# Computation normal vectors

Hi everybody,

I am a beginner with lammps and I am trying to implement a new potential. This one is particular because the normal vectors of each pair of atoms is required, in order to calculate the force between the pair. My problem is the following :

Consider a system with N atoms (own). I compute the normal of each atom with the position of the 3 nearest neighbors. After that, I am looping over all the atoms to apply the potential with their neighbors. Unfortunately, the firstneigh list of each atom contains ghost atoms, whose normal is not calculated. I could calculate the normal of all the atoms (ghost + own) but it would take a huge amount of time. Given that, and thanks to the periodicity of the system, I would like to know the atom (included in my primary cell, i.e one of the N declared) that correspond to ghost atom and then use the normal of this atom instead of the normal of the ghost one.

More easily, I am looking for a function : GetOwnFromGhost

Thank you very much

Kilian THOMAS

If you run in parallel, there will typically be no atom

that you own that is an image (in a periodic sense) of

It sounds like what you want is to acquire the normal

vectors that are computed and stored by the owner

of each of the ghost atoms. You can do that within

a pair style by calling comm->forward_comm_pair()

which updates ghost atoms with values stored by each

ghost’s owner.

You have to provide a pack and unpack function for the normal

vector. See pair_eam.cpp for how it does this.

And see in the constructor how it sets comm_forward = 1.

You will need 3 if you are packing a vector.

Steve

Dear Steve,

If I am not using parallelism, is there a way to find directly the own atom?

Up to now, I calculate the normal of each own atom from the 3 nearest neighbors and store them into a new attribut of the class Atom.

Unfortunately, I don’t understand the pack and unpack function.
For example, in the PairEAM, we pack the fp into the buffer?

int PairEAM::pack_forward_comm(int n, int *list, double *buf, int pbc_flag, int *pbc)
{
int i,j,m;

m = 0;
for (i = 0; i < n; i++) {
j = list[i];
buf[m++] = fp[j];
}
return m;
}

Then, in my case, should I pack 3 vectors into the buffer ? :
atom[i].normal[0]

atom[i].normal[1]
atom[i].normal[2]

And for the unpack function, should I store the datas from the buffer into atom[i].normal?

best

Kilian

Dear Steve,

If I am not using parallelism, is there a way to find directly the own atom?

but *LAMMPS* is managing its simulation data always as if this was a
parallel run. moreover, LAMMPS doesn't apply minimum image conventions
but rather uses copies (aka ghosts) to represent them within the
cutoff.

Up to now, I calculate the normal of each own atom from the 3 nearest
neighbors and store them into a new attribut of the class Atom.
Unfortunately, I don't understand the pack and unpack function.
For example, in the PairEAM, we pack the fp into the buffer?
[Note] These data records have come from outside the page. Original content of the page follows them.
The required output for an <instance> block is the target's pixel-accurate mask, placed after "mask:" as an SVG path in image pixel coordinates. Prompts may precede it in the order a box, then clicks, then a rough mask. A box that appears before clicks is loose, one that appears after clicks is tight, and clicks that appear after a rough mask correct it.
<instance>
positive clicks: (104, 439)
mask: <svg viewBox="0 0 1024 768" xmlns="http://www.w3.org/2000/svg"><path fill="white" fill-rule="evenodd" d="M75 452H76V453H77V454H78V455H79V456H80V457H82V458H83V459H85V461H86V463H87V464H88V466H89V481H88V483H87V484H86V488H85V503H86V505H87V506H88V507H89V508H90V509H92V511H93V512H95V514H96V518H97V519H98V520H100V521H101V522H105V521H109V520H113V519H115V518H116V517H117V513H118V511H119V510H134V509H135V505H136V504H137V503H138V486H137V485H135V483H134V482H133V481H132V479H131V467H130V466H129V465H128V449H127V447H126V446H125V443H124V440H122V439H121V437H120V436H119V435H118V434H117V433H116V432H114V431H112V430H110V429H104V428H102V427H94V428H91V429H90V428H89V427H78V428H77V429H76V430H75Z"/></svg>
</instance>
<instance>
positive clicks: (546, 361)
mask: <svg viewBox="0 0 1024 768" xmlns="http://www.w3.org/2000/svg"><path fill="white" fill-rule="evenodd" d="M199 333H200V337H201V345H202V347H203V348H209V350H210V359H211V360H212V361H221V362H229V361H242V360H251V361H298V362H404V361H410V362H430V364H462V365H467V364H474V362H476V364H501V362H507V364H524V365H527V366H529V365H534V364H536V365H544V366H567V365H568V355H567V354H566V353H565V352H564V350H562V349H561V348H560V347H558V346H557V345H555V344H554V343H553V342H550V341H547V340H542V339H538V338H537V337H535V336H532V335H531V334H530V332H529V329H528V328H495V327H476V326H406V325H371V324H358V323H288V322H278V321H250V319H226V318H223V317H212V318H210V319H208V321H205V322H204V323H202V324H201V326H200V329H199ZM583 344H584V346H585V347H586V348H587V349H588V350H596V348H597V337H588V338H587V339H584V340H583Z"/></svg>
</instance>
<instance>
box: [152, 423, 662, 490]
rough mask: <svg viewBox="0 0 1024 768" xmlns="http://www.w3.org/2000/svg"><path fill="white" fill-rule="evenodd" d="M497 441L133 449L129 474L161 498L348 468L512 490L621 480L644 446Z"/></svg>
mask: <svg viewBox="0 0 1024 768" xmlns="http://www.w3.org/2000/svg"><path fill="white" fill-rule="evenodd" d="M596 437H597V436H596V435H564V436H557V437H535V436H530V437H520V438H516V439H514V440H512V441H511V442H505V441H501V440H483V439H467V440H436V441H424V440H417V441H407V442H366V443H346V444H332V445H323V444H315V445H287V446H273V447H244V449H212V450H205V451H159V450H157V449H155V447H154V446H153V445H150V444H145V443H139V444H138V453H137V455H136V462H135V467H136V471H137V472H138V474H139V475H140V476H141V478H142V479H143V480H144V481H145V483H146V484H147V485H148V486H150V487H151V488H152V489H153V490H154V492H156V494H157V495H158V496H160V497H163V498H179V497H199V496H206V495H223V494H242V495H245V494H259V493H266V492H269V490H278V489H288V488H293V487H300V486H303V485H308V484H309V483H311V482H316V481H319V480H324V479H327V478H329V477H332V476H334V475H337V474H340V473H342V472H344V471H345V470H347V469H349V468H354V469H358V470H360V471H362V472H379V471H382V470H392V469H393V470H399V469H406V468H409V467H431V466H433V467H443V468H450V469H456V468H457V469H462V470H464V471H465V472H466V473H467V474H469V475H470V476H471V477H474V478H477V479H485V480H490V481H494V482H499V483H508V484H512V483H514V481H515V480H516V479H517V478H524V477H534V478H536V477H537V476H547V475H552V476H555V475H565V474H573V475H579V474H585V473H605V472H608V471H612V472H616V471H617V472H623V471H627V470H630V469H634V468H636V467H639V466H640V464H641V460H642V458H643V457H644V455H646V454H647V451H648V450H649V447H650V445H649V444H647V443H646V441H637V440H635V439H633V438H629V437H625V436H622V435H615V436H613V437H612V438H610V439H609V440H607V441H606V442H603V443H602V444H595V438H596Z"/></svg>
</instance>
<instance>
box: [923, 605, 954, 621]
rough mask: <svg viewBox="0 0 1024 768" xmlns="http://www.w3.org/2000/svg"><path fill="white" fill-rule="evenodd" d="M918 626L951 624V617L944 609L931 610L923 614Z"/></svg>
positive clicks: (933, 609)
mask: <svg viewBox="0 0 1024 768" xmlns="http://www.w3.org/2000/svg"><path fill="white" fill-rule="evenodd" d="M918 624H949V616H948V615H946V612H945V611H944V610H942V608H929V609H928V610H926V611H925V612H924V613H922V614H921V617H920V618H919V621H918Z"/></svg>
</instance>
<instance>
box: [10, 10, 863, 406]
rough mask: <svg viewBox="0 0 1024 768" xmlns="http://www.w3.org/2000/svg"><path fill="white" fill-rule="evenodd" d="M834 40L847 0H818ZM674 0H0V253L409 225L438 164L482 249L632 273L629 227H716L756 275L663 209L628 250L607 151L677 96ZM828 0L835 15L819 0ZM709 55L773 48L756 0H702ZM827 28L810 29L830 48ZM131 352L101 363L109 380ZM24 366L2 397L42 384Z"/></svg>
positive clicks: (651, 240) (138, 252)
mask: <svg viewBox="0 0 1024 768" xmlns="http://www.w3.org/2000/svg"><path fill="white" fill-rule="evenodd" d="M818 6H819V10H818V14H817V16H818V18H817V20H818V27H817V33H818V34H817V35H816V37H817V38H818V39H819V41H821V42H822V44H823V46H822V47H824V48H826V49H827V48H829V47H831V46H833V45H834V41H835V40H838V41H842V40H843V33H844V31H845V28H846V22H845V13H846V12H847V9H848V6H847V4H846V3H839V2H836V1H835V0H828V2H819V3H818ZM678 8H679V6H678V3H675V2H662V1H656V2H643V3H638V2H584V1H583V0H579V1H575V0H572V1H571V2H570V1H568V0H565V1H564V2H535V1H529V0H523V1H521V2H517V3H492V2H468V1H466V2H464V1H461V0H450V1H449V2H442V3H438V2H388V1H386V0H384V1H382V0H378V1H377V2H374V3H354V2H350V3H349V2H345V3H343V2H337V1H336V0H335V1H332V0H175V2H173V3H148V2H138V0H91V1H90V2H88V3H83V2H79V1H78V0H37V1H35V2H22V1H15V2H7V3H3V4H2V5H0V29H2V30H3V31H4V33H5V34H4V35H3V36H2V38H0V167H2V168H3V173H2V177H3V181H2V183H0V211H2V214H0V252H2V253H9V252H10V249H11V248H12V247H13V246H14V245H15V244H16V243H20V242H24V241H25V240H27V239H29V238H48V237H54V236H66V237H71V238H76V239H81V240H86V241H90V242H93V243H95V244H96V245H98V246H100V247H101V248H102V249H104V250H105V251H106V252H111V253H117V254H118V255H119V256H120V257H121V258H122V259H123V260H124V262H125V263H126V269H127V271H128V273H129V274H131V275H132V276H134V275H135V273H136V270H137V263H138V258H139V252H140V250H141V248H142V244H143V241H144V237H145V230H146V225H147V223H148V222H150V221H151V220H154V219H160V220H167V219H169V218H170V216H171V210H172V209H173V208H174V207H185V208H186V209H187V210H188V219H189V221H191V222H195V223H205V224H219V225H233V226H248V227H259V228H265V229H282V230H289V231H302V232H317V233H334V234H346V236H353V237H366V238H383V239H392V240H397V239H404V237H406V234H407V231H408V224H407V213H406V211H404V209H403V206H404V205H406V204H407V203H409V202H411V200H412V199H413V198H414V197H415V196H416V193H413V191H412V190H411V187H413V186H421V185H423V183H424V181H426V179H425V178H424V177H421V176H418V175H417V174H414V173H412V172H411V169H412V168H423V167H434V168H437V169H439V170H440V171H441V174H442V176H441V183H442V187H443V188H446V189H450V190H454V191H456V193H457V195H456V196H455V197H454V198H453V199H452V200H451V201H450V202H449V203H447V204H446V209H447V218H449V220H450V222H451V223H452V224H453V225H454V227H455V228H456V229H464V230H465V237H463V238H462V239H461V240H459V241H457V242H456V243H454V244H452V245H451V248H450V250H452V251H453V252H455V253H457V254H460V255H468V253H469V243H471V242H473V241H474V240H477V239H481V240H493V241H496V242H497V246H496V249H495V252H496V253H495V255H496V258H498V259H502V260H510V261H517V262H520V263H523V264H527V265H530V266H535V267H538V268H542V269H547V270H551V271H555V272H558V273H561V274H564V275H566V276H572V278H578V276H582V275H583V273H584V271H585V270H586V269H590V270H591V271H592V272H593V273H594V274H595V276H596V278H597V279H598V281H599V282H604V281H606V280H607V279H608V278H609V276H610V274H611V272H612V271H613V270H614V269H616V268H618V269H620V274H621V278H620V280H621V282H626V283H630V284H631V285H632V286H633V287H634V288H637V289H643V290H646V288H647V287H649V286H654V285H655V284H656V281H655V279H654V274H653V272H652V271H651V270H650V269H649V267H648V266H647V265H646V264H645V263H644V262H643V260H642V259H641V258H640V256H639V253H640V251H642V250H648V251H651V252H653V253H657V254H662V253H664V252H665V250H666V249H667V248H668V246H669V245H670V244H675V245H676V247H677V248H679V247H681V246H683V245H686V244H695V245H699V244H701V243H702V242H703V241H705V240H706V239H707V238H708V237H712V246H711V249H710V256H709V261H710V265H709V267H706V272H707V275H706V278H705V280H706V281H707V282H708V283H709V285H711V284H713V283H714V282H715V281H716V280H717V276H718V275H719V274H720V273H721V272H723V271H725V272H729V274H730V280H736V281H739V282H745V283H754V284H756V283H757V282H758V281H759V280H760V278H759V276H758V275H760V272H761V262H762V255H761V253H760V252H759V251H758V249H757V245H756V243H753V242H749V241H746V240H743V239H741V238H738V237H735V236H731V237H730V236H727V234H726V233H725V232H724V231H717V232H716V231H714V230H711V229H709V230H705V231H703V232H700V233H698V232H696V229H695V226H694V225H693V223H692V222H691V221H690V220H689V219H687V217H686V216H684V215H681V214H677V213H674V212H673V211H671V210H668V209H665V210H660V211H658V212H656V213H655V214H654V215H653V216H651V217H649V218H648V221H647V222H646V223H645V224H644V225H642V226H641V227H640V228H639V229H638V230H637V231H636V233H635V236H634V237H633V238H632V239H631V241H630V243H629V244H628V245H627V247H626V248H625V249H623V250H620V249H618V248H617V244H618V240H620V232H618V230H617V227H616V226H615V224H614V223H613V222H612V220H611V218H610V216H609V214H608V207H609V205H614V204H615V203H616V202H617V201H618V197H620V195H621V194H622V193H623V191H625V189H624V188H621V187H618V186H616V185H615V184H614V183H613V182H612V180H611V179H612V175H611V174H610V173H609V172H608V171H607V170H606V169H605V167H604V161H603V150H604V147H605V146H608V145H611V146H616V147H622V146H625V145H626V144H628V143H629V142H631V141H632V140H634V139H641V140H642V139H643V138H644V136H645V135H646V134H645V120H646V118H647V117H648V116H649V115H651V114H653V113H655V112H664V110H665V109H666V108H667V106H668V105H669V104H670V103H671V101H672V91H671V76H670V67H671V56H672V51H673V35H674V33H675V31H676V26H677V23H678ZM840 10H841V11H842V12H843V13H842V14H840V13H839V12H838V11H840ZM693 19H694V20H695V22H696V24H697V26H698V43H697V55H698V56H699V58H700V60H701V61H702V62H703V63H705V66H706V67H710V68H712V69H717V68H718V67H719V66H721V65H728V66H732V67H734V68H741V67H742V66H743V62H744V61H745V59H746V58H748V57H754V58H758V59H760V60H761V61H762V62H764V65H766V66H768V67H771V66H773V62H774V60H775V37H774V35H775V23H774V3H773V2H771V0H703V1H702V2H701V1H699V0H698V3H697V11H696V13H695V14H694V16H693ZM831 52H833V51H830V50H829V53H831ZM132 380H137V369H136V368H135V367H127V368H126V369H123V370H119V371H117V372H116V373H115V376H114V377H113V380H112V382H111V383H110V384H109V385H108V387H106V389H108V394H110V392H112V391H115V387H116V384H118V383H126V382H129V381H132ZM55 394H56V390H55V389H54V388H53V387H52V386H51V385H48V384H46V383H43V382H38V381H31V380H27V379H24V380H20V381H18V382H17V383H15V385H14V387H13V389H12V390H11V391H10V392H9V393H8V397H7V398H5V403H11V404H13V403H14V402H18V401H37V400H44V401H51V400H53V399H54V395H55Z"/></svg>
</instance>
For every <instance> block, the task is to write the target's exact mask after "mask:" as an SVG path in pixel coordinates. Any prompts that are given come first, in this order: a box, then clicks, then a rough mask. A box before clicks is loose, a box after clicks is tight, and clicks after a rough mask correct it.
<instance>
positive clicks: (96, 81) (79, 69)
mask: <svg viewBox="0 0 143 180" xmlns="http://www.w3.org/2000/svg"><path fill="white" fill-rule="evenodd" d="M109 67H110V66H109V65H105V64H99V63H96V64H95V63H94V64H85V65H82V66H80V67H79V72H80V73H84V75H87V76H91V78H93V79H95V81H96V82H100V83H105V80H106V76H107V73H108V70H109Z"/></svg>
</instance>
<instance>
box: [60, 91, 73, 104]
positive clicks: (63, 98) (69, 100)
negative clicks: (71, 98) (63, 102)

EAM does two communications. one is referred to as a forward
communication, the other as a reverse.
- forward communication transfers per atom properties from owned (aka
local) atoms to ghost atoms
- reverse communications transfers data from ghost atoms to local atoms.

the reverse communication is only needed if newton's 3rd law is used
for pairwise interactions, i.e. each pair that straddles the subdomain
boundaries is included in a neighbor list only once, even if one of
the atoms is a ghost. hence the subdomain, that holds this specific
ghost atom as a local atom needs to receive the additional data.

a reverse communication is also used to collect forces from ghost
atoms (also when newton's 3rd law is on for non-bonded pairs.
otherwise the pair is included twice and only the contribution to the
respective local atom is stored).

HTH,
axel.

Then, in my case, should I pack 3 vectors into the buffer ? :
atom[i].normal[0]

atom[i].normal[1]
atom[i].normal[2]

yes, that is the way to do it. Grep for pack_forward_comm in fixes

and pair styles and you will see many examples.

Steve

Dear Axel and Steve,

Thank you for all these explanations. I finally managed to solved my problem using the pack and unpack forward functions.